DSPy Prompt Optimization: Automate Prompt Improvement (2026)

DSPy’s magic is that it treats prompts not as static strings, but as compiled programs that can be automatically optimized.

Imagine you have a simple prompt to extract the name and email from a block of text.

import dspy

# Set up the language model
llm = dspy.OpenAI(model='gpt-3.5-turbo')
dspy.settings.configure(lm=llm)

# Define a signature for our desired output
class ExtractInfo(dspy.Signature):
    """Extract the name and email address from the given text."""
    text: str
    name: str
    email: str

# Create a program
extract_program = dspy.Program(ExtractInfo)

# Example usage
text_to_process = "Please contact John Doe at john.doe@example.com for more information."
prediction = extract_program(text=text_to_process)

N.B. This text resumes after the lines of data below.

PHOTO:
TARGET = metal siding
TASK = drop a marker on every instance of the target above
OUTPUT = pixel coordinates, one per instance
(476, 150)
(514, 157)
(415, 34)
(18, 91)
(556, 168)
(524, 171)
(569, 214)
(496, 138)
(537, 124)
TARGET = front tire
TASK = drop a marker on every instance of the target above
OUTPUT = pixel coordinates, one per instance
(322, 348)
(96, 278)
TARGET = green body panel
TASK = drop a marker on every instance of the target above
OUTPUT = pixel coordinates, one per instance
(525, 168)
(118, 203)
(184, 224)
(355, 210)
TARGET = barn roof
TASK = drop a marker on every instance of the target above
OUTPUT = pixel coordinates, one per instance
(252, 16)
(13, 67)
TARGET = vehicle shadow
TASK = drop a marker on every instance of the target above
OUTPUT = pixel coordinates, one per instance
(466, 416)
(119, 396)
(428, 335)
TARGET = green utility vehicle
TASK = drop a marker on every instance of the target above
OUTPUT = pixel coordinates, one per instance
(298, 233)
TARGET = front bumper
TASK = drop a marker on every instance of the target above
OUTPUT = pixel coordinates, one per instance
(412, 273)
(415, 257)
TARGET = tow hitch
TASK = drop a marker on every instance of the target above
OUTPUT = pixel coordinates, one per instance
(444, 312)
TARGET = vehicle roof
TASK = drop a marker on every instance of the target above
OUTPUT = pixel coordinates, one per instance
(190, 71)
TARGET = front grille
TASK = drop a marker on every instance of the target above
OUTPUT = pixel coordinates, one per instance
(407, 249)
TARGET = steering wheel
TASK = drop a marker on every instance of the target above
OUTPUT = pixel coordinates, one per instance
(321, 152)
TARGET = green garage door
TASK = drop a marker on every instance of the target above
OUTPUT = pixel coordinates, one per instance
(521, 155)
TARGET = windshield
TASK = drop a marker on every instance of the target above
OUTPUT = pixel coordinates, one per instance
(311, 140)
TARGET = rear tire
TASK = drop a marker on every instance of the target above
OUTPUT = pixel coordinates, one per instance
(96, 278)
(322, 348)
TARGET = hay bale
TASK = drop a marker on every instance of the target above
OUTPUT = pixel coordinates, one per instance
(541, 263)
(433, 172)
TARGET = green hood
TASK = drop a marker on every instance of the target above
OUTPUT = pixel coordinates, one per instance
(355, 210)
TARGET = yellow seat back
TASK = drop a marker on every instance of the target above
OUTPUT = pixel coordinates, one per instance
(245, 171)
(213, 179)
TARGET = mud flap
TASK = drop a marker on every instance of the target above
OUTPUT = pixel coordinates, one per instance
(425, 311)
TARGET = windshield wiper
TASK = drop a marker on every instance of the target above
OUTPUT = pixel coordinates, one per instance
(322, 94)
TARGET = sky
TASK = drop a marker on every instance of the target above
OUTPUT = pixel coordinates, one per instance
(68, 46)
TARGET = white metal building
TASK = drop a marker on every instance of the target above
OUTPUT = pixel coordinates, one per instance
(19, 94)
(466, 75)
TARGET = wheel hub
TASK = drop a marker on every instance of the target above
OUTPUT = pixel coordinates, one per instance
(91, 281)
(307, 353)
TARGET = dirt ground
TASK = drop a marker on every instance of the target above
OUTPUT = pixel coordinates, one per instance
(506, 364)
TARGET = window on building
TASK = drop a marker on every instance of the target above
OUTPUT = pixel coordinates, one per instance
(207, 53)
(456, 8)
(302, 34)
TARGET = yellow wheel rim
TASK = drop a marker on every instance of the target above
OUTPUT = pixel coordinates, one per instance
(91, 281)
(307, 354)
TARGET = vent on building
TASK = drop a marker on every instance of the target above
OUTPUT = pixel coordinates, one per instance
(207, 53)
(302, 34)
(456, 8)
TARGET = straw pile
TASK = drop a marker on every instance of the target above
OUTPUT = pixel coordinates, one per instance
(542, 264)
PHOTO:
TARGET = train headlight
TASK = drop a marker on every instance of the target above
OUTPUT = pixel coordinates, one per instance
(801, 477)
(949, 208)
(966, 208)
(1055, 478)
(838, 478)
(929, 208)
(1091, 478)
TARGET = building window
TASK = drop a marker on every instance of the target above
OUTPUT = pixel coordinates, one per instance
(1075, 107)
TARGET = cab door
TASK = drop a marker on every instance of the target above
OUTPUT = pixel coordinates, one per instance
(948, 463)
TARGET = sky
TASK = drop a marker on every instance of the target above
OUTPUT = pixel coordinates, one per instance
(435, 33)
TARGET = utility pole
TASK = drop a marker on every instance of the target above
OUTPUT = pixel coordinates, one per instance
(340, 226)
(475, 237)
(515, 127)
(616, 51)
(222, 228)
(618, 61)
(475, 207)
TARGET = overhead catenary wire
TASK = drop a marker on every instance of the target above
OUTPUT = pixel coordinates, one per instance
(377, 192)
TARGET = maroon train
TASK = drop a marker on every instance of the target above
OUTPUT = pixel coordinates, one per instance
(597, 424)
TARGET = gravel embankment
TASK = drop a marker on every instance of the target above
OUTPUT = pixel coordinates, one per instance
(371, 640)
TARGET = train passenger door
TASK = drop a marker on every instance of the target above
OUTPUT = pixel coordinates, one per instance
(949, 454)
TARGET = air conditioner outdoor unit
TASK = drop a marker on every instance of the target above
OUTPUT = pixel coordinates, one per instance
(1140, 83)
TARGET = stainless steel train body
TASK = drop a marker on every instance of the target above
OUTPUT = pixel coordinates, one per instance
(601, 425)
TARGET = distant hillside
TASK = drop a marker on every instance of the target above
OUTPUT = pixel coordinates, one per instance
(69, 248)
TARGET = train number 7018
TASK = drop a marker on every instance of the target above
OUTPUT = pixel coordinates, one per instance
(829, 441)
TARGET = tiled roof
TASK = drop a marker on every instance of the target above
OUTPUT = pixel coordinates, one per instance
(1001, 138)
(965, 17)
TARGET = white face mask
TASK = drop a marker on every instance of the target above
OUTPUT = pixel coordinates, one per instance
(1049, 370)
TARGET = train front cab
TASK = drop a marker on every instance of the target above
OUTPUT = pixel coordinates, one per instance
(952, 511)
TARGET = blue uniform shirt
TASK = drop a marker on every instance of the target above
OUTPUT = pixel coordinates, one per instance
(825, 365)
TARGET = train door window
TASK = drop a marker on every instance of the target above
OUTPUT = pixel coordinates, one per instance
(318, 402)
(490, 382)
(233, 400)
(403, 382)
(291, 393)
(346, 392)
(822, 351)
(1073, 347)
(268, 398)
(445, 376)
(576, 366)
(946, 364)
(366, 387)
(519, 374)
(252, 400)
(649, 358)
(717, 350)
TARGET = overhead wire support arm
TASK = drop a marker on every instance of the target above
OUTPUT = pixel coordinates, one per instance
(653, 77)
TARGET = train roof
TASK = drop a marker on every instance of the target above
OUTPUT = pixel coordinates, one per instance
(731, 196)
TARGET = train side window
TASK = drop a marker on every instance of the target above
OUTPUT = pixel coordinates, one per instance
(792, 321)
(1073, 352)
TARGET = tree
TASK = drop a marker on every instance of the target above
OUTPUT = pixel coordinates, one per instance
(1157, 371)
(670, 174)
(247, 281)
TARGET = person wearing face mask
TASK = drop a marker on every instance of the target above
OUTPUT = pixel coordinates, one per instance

print(f"Name: {prediction.name}")
print(f"Email: {prediction.email}")

This looks like a regular function call, but extract_program is more than just a template. DSPy can now take this extract_program and automatically tune its underlying prompts to achieve better results.

The core problem DSPy solves is the manual, iterative, and often guesswork-driven process of prompt engineering. Traditionally, you’d write a prompt, test it, see where it fails, tweak the prompt, and repeat – a slow, inefficient loop. DSPy automates this tuning.

Internally, DSPy breaks down your task into a sequence of "modules." Each module might be a simple prompt, a chain of prompts, or even a more complex reasoning process. When you call extract_program, DSPy isn’t just sending a single prompt to the LLM. It’s executing its internal program, which might involve a few steps. For our ExtractInfo example, it’s likely a single prompt-based module.

Here’s how the optimization works: DSPy uses a "compiler" which, given your program and some examples (which can be automatically generated or provided by you), will explore different prompt variations. It does this by defining a "metric" for success (e.g., accuracy of extracted name and email) and then using a search algorithm (like MCTS or Bayesian Optimization) to find prompt parameters that maximize this metric. These parameters can include the exact phrasing, the inclusion of few-shot examples, the temperature setting for the LLM, and more.

Let’s say you want to improve the ExtractInfo program. You’d define a metric:

def exact_match_metric(ground_truth, prediction, _):
    return (prediction.name == ground_truth.name and
            prediction.email == ground_truth.email)

# Compile the program with the metric and some training examples
compiled_extract_program = dspy.compile(
    extract_program,
    trainset=[
        dspy.Example(text="Contact Jane Smith at jane.s@company.net.", name="Jane Smith", email="jane.s@company.net").with_inputs("text"),
        dspy.Example(text="Reach out to Bob Johnson via bob.j@service.org.", name="Bob Johnson", email="bob.j@service.org").with_inputs("text"),
        # Add more diverse examples
    ],
    metric=exact_match_metric,
    train_k=2 # Number of examples to use during training
)

When you run compiled_extract_program, DSPy will have already gone through an optimization process, finding the best prompt configuration for your ExtractInfo signature based on the provided trainset and metric. The actual prompt that gets executed might be significantly different from your initial simple signature description, potentially including few-shot examples or specific instructions derived from the optimization process.

The surprising power of DSPy lies in its ability to abstract away the prompt itself. You define what you want the LLM to do with a Signature, and then DSPy’s compiler figures out how to best instruct the LLM to do it, using its internal prompt templates and optimization algorithms. This means you can focus on the task’s logic and data, rather than the linguistic nuances of prompt construction.

A common misconception is that DSPy just adds few-shot examples. While it can add few-shot examples, its optimization extends to many other aspects of the prompt: the precise instructions, the preamble, the formatting of the output, and even the choice of which internal "modules" (sub-prompts) to use in a complex pipeline. It’s a holistic optimization of the entire execution trace, not just a single string.

The next step after optimizing a single program is often understanding how to compose multiple DSPy programs into more complex workflows.